Granizo arrasou 15 mil hectares de soja no noroeste gaúcho
PUBLICAÇÃO
quarta-feira, 26 de janeiro de 2000
Por Sérgio Bueno 
Ijuí, RS, 26 (AE) - Depois do período de seca, que começou em novembro, Ijuí, Augusto Pestana e Jóia, no noroeste gaúcho, foram varridos por uma violenta chuva de granizo e ventos de até 100 quilômetros por hora. A tempestade, que durou de 15 minutos a meia hora na noite de segunda-feira (24), liquidou pelo menos 17 mil hectares nos três municípios, dos quais mais de 15 mil plantados com soja. Os prejuízos nas lavouras alcançam R$ 10 milhões.
O agrônomo Eugênio Zanetti, da Emater-RS, calcula que a tempestade tenha formado um corredor de seis quilômetros de largura por 20 de extensão. Relatos de produtores rurais, entretanto, indicam que ela pode ter atingido uma faixa de quase 80 quiômetros de comprimento, entre os municípios de Jóia e Condor, próximo a Panambi. O vento e o granizo derrubaram postes e árvores, destelharam casas e galpões, arrasaram hortas e pomares e provocaram 100% de perdas nas lavouras por onde passaram.
Conforme o diretor técnico da Cooperativa Regional Tritícola Serrana (Cotrijuí), Jair Melo, 560 mil sacos de soja foram dizimados na segunda-feira, o equivalente a 33,6 mil toneladas. Somando-se o prejuízo causado pela tempestade à quebra de 86 mil toneladas já provocada pela estiagem, a produção de soja nos mais de 15 municípios de abrangência da Cotrijuí acumula uma retração de 21% em relação às 573 mil toneladas estimadas no período do plantio. A região dedica 273 mil hectares do produto, quase 10% da área total da cultura no Estado.

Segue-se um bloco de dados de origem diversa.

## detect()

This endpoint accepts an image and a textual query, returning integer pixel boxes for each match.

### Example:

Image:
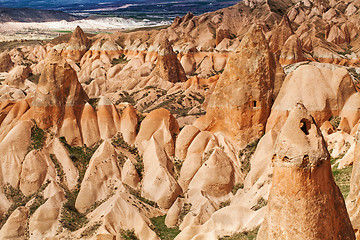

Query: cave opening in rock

[300,118,311,135]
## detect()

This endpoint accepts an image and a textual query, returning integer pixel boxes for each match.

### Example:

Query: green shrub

[81,222,101,237]
[60,187,88,232]
[251,197,267,211]
[219,228,259,240]
[124,184,158,208]
[111,133,144,178]
[150,215,180,240]
[331,156,353,199]
[28,121,46,152]
[0,181,50,229]
[329,116,341,129]
[179,203,192,222]
[120,229,139,240]
[239,138,260,173]
[219,200,231,208]
[231,183,244,195]
[59,137,102,182]
[111,54,129,66]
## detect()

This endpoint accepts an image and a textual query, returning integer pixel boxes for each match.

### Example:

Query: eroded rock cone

[206,26,276,146]
[279,34,304,65]
[269,14,294,57]
[346,124,360,238]
[156,38,187,83]
[257,104,355,240]
[0,51,14,72]
[31,51,88,129]
[61,26,90,62]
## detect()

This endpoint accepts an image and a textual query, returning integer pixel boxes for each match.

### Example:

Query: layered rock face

[257,104,355,240]
[152,38,187,83]
[346,124,360,239]
[266,64,356,131]
[61,26,90,62]
[206,26,276,146]
[31,51,88,129]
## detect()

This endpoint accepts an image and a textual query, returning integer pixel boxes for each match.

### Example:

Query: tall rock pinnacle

[206,26,276,147]
[257,104,355,240]
[32,50,88,129]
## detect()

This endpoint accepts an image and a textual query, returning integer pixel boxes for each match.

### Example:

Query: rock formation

[31,51,88,129]
[257,104,355,240]
[206,26,276,146]
[61,26,90,62]
[155,38,187,83]
[346,124,360,238]
[266,64,356,131]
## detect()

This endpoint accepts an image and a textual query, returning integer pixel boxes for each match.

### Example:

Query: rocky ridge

[0,0,360,239]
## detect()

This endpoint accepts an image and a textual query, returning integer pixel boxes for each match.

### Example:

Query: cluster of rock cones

[0,0,360,240]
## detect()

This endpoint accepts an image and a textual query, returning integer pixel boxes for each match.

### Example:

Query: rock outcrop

[266,64,356,131]
[31,51,88,129]
[206,26,276,147]
[346,124,360,238]
[155,38,187,83]
[61,26,90,62]
[257,104,355,240]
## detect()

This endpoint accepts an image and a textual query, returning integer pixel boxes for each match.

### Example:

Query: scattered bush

[251,197,267,211]
[81,222,101,237]
[331,156,353,199]
[231,183,244,195]
[28,121,46,152]
[111,54,129,66]
[59,137,102,182]
[60,187,88,232]
[150,215,180,240]
[179,203,192,222]
[219,200,231,208]
[329,116,341,129]
[219,228,259,240]
[120,229,139,240]
[239,138,260,173]
[0,181,50,229]
[124,184,158,208]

No milho o impacto foi menor porque a destruição ocorreu em pouco menos de 2 mil hectares. Mesmo assim, a cultura já enfrentava uma previsão de quebra de 50%, na média, em relação à estimativa inicial de colheita devido à seca. No período do plantio, os produtores locais esperavam tirar quase 156 mil toneladas em 40 mil hectares, revelou o agrônomo Darci Lorenzon, da Cotrijuí.

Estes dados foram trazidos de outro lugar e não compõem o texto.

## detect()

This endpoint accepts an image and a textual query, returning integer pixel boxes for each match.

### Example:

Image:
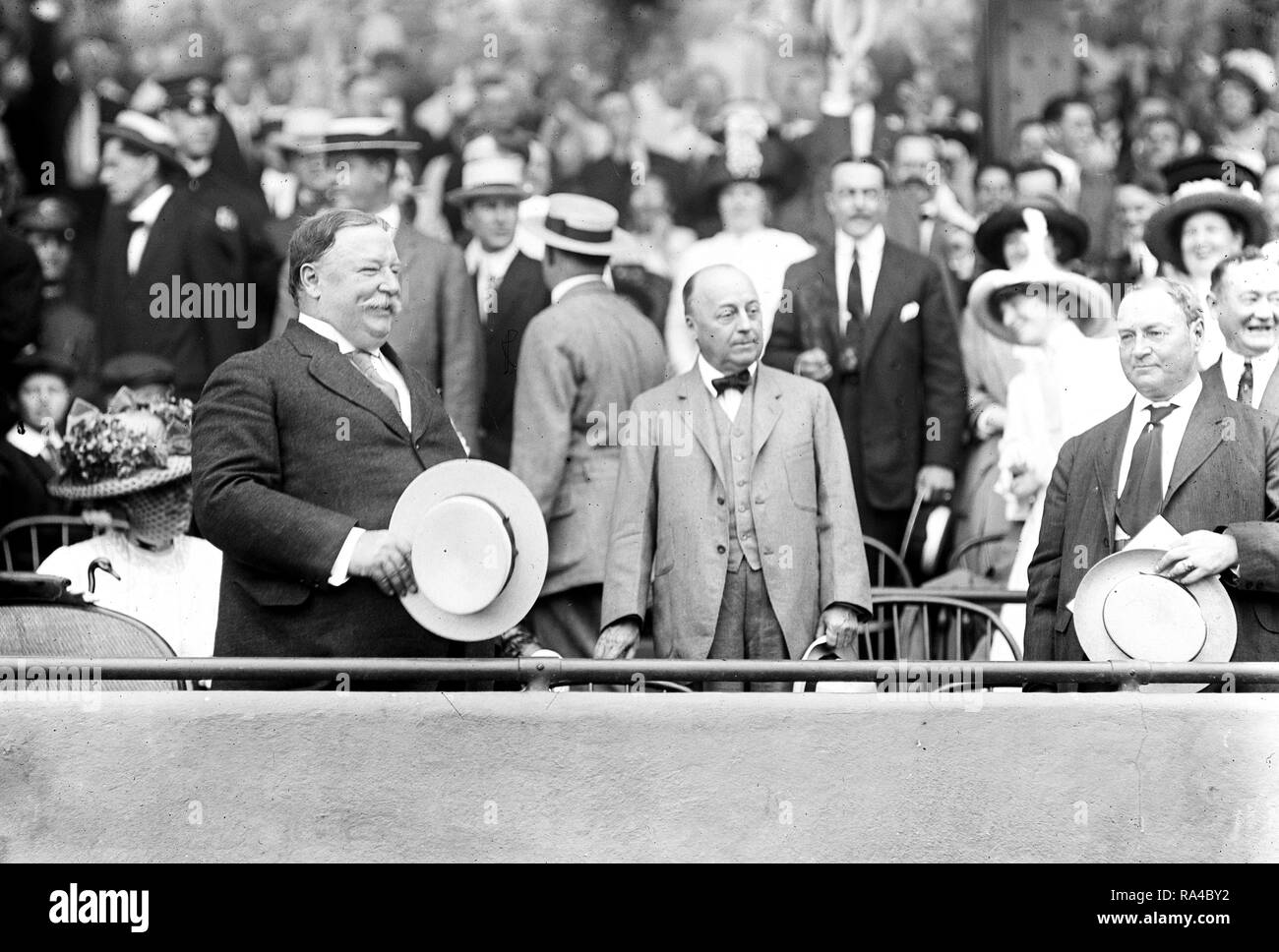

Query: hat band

[546,216,613,244]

Depois de 30% da área colhida, onde as perdas oscilaram de 60% a 90%, já se passou a contar com uma quebra de 78 mil toneladas. A tempestade de segunda-feira aumentou esta conta para 85 mil toneladas, 54% da previsão inicial de safra. "Foi violento; teve gente que perdeu tudo", comentou Zanetti. Segundo ele, primeiro o vento "deitou" as plantas e depois as pedras de granizo, que chegaram ao tamanho de uma bola de tênis, arrasaram as lavouras. "Isso agrava muitíssimo os problemas já causados pela seca".
Técnicos do Banco do Brasil também estão no interior da região avaliando os prejuízos porque boa parte das plantações era financiada e tem direito ao Proagro. A Emater-RS, a Defesa Civil do Estado, a Cotrijuí e as prefeituras dos municípios atingidos estão fazendo um levantamento dos estragos. Amanhã (27) à tarde haverá uma reunião de avaliação em Ijuí e o prefeito local, Ortiz Schrer, poderá decretar estado de calamidade. Em função da estiagem, ele já havia decretado situação de emergência há 45 dias. Schrer disse que entre 350 e 400 propriedades rurais do município foram "total ou parcialmente" atingidas.

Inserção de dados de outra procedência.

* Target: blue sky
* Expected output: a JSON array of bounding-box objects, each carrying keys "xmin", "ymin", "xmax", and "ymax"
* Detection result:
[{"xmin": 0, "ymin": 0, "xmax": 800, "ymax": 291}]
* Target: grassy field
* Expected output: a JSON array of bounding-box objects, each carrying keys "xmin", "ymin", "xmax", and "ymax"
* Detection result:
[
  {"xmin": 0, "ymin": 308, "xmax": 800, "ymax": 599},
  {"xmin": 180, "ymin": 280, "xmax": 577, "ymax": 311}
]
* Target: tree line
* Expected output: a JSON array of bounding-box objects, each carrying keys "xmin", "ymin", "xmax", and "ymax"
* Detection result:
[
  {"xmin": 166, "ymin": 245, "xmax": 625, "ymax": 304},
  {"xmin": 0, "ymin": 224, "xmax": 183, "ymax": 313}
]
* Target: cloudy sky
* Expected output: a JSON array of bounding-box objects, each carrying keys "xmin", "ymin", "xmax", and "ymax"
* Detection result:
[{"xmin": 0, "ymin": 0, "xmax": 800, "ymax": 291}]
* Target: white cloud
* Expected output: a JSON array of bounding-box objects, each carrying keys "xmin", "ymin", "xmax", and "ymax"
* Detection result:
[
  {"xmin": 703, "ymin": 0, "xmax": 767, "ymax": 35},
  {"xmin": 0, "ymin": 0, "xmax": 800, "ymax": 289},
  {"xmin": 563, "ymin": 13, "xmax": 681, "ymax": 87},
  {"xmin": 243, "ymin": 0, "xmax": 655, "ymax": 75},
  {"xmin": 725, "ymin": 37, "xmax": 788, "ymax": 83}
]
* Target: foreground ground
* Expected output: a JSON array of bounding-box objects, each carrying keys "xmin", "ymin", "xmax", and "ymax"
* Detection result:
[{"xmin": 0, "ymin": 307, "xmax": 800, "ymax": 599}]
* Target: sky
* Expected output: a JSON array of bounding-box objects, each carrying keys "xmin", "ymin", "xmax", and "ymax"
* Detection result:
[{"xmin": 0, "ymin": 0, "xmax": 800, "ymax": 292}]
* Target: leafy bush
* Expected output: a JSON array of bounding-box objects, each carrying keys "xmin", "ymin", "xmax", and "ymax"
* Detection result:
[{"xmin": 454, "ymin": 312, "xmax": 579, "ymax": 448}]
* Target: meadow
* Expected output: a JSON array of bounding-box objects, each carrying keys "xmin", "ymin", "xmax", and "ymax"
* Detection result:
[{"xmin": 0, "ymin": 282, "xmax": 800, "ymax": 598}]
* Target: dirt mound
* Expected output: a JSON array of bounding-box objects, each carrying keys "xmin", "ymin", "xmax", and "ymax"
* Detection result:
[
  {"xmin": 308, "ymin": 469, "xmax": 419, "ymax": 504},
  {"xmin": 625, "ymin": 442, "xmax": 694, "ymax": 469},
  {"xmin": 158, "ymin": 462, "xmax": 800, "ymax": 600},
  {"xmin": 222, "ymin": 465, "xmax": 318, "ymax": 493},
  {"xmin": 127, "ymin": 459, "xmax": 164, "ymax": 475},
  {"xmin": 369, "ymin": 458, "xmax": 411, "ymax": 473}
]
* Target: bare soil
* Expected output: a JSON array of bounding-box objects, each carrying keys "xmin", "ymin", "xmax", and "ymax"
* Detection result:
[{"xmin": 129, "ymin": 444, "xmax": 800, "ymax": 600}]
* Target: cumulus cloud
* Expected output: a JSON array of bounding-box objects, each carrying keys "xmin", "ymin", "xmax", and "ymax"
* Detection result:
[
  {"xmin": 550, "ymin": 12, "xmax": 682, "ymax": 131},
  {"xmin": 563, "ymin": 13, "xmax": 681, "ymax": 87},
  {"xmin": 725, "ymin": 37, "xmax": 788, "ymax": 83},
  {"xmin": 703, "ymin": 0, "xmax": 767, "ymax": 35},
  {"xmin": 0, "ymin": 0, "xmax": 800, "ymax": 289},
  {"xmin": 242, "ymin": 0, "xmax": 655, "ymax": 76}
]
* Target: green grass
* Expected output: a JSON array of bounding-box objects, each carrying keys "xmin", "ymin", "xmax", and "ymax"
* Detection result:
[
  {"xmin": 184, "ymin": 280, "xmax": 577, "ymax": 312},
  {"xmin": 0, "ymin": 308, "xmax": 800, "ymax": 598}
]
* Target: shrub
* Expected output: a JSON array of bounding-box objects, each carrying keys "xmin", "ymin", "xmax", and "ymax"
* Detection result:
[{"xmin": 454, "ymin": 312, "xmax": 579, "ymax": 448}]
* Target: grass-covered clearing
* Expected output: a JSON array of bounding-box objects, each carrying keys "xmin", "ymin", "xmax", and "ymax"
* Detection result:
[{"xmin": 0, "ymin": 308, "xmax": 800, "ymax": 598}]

Na área urbana, 20 casas foram destelhadas, árvores caíram, quatro transformadores de energia queimaram, nove postes foram derrubados e houve ruptura em 20 pontos da rede de distribuição de eletricidade. Os prejuízos no sistema de energia, de responsabilidade da prefeitura, chegaram a R$ 50 mil, informou.